As a devout viewer of Channel 4 for the past 22 years, I quickly caught on to the idea of being able to watch television programmes when they weren’t on television. Thus, when Channel 4 on Demand (4oD) opened its web-based doors in November of 2006, I was already camped outside propped up on a deck chair enjoying a ham sandwich ready for an invite inside. At first, I was asked for ID and subsequently rejected – oh the nostalgia of only being allowed 4oD access if you were a member of Channel 4. I even remember being asked to pay once I had gained entry, you know, to see special material. This option didn’t particularly tickle my fancy however, so I declined. But once I signed-up, I was in, and to my genuine belief, I was there to stay.
At first I tried to keep it quiet, on the down low, hush hush. Because here I was, in what felt like rather a state of privilege – I was getting to see exclusively Channel 4 content as much as I wanted, whenever I wanted. Whilst others still tried to catch the latest Eastenders or Coronation street fidgeting in the cold, I was lounging at home with my feet up watching the latest Peep Show episode, and when I felt like it, the complete series of Nigel Slater broadcast nearly 10 years ago in ‘98. I could even pop to the kitchen for a cuppa, just keeping the programme on pause.
Yup – life as a viewer was pretty sweet until late 2007…when BBC iPlayer was firmly launched…
But who noticed the launch?
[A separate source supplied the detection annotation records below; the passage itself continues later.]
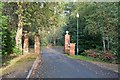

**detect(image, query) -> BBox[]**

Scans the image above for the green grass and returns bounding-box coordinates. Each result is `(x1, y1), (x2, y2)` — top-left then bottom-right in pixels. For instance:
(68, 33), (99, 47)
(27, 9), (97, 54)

(65, 54), (104, 62)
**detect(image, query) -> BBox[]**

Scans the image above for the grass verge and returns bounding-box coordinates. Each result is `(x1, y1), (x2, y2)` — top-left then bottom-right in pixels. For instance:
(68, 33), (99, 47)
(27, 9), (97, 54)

(0, 53), (38, 76)
(65, 54), (108, 63)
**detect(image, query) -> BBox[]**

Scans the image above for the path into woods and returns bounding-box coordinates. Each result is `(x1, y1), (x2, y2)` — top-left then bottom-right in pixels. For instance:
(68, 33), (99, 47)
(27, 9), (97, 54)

(34, 48), (118, 78)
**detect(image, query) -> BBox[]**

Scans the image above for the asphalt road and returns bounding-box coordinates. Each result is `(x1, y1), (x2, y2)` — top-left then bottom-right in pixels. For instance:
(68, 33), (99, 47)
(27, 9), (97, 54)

(34, 48), (118, 78)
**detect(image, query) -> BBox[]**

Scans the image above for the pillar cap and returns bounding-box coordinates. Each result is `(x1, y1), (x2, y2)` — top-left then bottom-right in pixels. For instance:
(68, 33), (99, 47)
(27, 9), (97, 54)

(66, 31), (69, 34)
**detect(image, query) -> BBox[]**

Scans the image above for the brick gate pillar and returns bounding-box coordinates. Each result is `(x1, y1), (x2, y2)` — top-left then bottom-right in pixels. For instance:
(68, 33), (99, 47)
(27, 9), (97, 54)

(64, 31), (70, 53)
(69, 43), (75, 56)
(34, 33), (40, 54)
(23, 32), (28, 53)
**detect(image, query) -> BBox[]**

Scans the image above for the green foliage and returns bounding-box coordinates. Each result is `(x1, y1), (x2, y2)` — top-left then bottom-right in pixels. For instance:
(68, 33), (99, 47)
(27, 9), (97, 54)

(13, 47), (22, 55)
(64, 2), (118, 54)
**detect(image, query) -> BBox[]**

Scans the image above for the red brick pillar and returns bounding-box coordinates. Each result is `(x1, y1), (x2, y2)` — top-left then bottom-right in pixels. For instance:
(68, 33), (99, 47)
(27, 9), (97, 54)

(69, 43), (75, 56)
(34, 33), (40, 54)
(23, 32), (28, 53)
(64, 31), (70, 53)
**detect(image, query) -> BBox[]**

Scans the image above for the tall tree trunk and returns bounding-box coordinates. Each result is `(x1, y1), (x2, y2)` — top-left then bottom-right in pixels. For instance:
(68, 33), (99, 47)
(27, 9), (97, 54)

(15, 2), (23, 51)
(102, 37), (106, 52)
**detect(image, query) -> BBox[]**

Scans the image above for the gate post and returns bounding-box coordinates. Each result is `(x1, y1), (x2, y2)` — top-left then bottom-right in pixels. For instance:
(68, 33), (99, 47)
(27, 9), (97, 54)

(23, 31), (28, 53)
(34, 33), (40, 54)
(64, 31), (70, 54)
(70, 43), (75, 56)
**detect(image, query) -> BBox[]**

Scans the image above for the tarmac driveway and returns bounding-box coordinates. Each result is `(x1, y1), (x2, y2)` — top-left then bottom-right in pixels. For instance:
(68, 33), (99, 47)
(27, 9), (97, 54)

(34, 48), (118, 78)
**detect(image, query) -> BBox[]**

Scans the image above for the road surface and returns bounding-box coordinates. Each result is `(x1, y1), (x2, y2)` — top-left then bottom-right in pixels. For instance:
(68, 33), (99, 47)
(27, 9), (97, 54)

(34, 48), (118, 78)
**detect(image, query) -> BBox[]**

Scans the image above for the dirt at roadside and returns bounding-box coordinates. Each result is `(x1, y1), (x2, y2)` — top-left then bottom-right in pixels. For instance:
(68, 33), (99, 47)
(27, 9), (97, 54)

(2, 53), (38, 78)
(92, 61), (119, 73)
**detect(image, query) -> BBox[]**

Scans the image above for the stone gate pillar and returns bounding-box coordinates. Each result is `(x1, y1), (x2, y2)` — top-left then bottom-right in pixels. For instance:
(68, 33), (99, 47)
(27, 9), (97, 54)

(64, 31), (70, 53)
(23, 32), (28, 53)
(69, 43), (75, 56)
(34, 33), (40, 54)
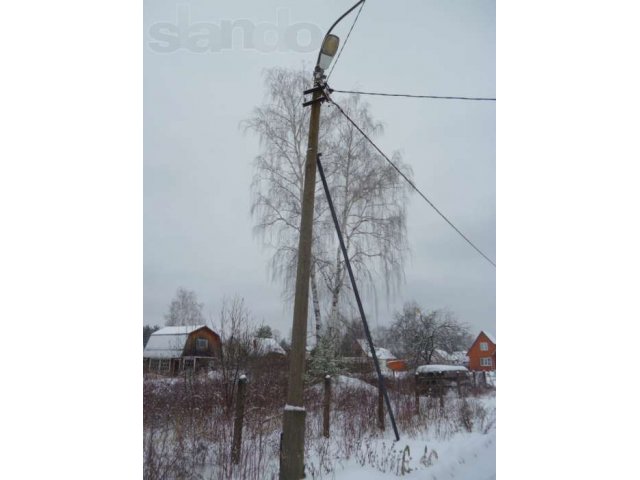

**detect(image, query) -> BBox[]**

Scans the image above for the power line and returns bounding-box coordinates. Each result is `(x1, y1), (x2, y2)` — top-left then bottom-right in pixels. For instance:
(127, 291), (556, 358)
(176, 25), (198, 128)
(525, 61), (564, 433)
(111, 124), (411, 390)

(328, 88), (496, 102)
(329, 92), (496, 267)
(327, 0), (366, 80)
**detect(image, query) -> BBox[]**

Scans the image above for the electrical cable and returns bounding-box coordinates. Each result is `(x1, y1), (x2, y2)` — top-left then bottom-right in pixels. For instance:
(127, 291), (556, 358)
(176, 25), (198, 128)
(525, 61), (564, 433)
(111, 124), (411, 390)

(327, 0), (366, 80)
(328, 88), (496, 102)
(325, 95), (496, 267)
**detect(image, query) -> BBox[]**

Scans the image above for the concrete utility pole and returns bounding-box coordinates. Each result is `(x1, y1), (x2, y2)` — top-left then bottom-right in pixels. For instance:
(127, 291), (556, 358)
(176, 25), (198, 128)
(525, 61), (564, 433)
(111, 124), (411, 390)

(280, 0), (364, 480)
(280, 67), (322, 480)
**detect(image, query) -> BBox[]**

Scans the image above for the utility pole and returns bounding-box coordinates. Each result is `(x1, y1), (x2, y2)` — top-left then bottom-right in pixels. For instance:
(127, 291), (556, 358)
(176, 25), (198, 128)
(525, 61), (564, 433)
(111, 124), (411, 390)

(280, 66), (322, 480)
(280, 0), (364, 480)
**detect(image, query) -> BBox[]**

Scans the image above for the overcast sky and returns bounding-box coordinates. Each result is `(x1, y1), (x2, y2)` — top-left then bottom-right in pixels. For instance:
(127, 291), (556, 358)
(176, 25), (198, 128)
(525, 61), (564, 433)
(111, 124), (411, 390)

(144, 0), (498, 335)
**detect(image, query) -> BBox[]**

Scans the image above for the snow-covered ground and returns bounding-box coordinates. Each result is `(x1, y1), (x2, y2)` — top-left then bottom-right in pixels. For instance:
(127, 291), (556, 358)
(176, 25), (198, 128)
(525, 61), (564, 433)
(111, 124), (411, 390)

(307, 392), (496, 480)
(145, 375), (496, 480)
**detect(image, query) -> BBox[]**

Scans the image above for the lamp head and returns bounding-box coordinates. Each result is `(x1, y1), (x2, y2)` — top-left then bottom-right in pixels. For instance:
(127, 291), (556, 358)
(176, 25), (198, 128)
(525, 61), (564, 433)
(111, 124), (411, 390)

(318, 34), (340, 70)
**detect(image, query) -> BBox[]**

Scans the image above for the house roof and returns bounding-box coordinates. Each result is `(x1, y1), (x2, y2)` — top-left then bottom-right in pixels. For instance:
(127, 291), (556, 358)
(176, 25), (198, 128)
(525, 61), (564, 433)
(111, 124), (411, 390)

(480, 330), (496, 345)
(416, 365), (469, 373)
(253, 337), (287, 355)
(433, 348), (469, 363)
(143, 325), (206, 358)
(357, 338), (396, 360)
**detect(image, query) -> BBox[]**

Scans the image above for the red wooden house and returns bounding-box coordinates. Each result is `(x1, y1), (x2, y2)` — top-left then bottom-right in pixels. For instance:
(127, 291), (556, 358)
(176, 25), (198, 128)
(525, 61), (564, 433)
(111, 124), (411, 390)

(467, 331), (496, 372)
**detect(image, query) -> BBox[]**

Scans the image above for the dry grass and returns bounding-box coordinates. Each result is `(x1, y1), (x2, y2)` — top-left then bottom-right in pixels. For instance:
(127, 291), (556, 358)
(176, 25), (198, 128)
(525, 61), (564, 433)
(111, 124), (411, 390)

I mean, really?! People by this stage were revelling in the apparently endless 4oD collection that was growing by the day, both with old and archive material. And by this time, over 100 million visitors had watched 4oD. No no, it wasn’t until iPlayer’s re-vamp in the summer of 2008 that it gained any real attention. And even then, the Beeb could only offer a 7-day catch-up, whereas 4’s programmes were there for always. Faith restored. For the meantime.
Slowly and surely though, things started changing – iPlayer continued to grow, as did 4oD, but in a different way. A better way.
Simultaneously, the Beeb quickly caught on to the fact they have thousands of hours of archive footage at their disposal, buried away in the depths of television history. They were soon shown the light.
And as all this was happening and both 4oD and iPlayer gained their following, ITV got a little lonely. Soon they became hungry for a piece of the pie. Sadly though, it looks like they’ll remain hungry for a long time yet. The ITV Player is completely littered with advertisement breaks, to the point that viewing a simple half-hour show is a frustratingly laborious task. ‘Celebrity Juice’ for instance, has FOUR ad breaks for its half-hour show – with not just one of a few seconds, but FIVE 30 second-long clips. Not to mention the incredibly exacerbating slow speed of the site; you feel as though you should be awarded a medal for Audience Commitment by the time it loads. The sporadic pop-out window, too, is another spit in the face.
Then there is Demand 5. Yes, that’s right, Channel 5’s Video On Demand service. What is that you ask? Exactly. Let’s not dwell on it, but simply conclude that it has never been viewed by yourself, your family, or any of your immediate associates. BT Vision gave up on it in October of last year, so we can too.
Now, back to the betrayal.
These days, Alfa Romeos are more reliable than 4oD, and iPlayer sort of just makes sense: It’s not just one channel’s programmes up for grabs; You’ve got BBC HD now, as well as BBC One, BBC Two, BBC Three, BBC Four, BBC News, BBC Parliament, BBC Alba, CBBC BBC and CBEEBIES BBC. In iPlayer, there are no annoying Pop-ups, if there are ads, they’re far and few between and the overall streaming service seems faster. You can also download programmes onto your hard drive and keep them forever and ever, and now almost every programme can be enjoyed in High Definition!
As the latest statistics reveal, viewer figures for iPlayer DOUBLED from 60m to 120m a month between 09/10! And that was a year ago.
Sorry 4oD, but unless you pull your technical socks up, you’re going to end up like Myspace – full of creepy old men pretending they’re cool.